1 Introduction

Here I’ll show you how to obtain a portfolio’s efficient frontier (actually several efficient frontiers) under the bayesian framework for portfolio allocation while using the mean-variance setting.

I’m assuming that you are familiarized with the basic concepts of bayesian inference and are comfortable with R programming and know a little bit about Stan.

Disclaimer

This is just a toy example and should not be taken as an investment advice.

My main objective in writing this post was to show a basic use case for Stan.

2 Classical portfolio optimization

Definition (Portfolio)

In simple terms, a portfolio is just a set of assets, each having a weight \(w_i\) which can be interpreted as the proportion of total capital that is invested in asset \(i\).

The portfolio optimization problem consists in finding the optimal vector \(\mathbf{w} = (w_1, \ldots, w_N)\) of assets weights.

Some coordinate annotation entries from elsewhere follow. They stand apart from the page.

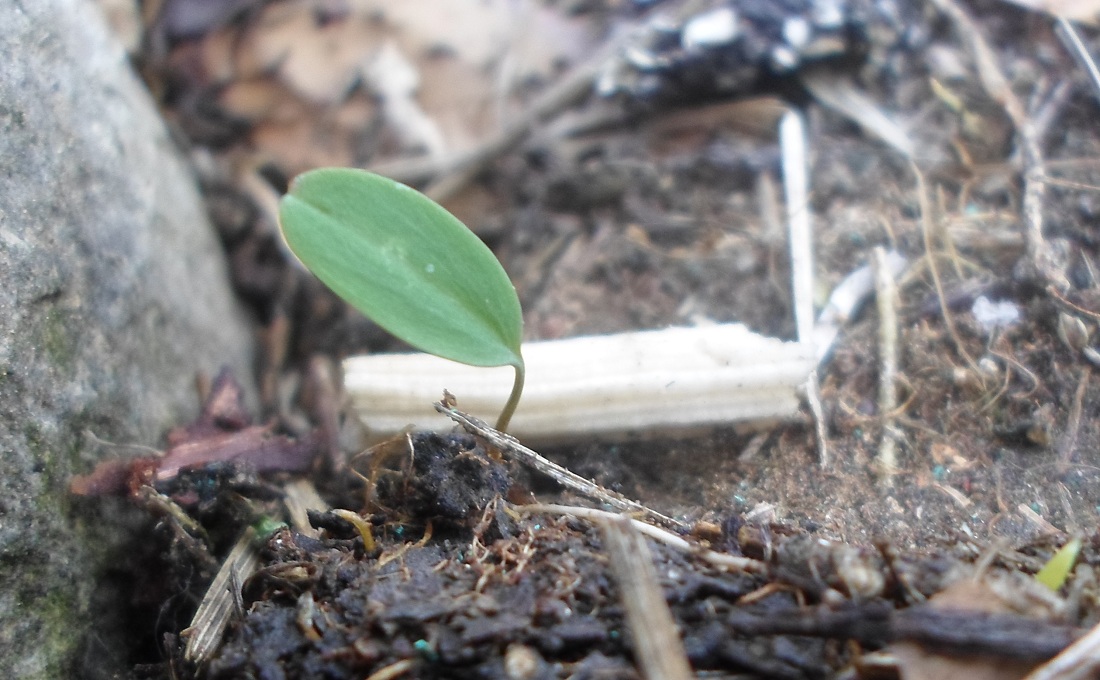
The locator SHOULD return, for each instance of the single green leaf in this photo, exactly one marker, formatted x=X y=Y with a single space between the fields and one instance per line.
x=1054 y=573
x=406 y=263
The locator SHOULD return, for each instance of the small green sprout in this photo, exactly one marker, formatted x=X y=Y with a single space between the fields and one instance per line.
x=1054 y=573
x=408 y=264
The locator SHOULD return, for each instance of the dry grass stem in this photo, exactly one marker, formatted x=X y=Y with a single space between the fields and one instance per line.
x=792 y=139
x=821 y=434
x=510 y=447
x=219 y=604
x=887 y=296
x=930 y=254
x=658 y=650
x=1068 y=441
x=1078 y=661
x=996 y=84
x=721 y=560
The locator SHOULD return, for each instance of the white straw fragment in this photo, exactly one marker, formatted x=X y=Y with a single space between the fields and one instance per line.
x=661 y=380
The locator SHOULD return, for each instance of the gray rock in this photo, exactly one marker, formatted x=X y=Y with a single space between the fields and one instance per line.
x=113 y=294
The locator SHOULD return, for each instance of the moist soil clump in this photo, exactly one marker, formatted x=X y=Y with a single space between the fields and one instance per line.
x=800 y=552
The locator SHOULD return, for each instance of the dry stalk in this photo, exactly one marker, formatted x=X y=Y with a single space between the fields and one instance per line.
x=1068 y=443
x=509 y=446
x=887 y=296
x=814 y=399
x=1042 y=256
x=205 y=633
x=792 y=140
x=300 y=496
x=658 y=648
x=719 y=560
x=930 y=254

In the mean-variance setting, optimality is expressed in terms of the mean and the variance of the portfolio, namely, we are trying to find the vector \(\mathbf{w}\) that minimizes the portfolio’s returns variance while at the same time achieving certain target level of return.

2.1 A little bit of finance

Definition (log-returns)

If \(P_{\{t \geq 0\}}\) is a time series that denotes the price of an asset, then its log-return at time \(t\) is defined as

\[ R_t = \ln \left( \dfrac{P_t}{P_{t - 1 }} \right) \]

If we have data for \(N\) assets then we can create the following vector of log-returns:

\[ \mathbf{R}_{t} = \left(R_{1,t}, \ldots, R_{N, t} \right) \]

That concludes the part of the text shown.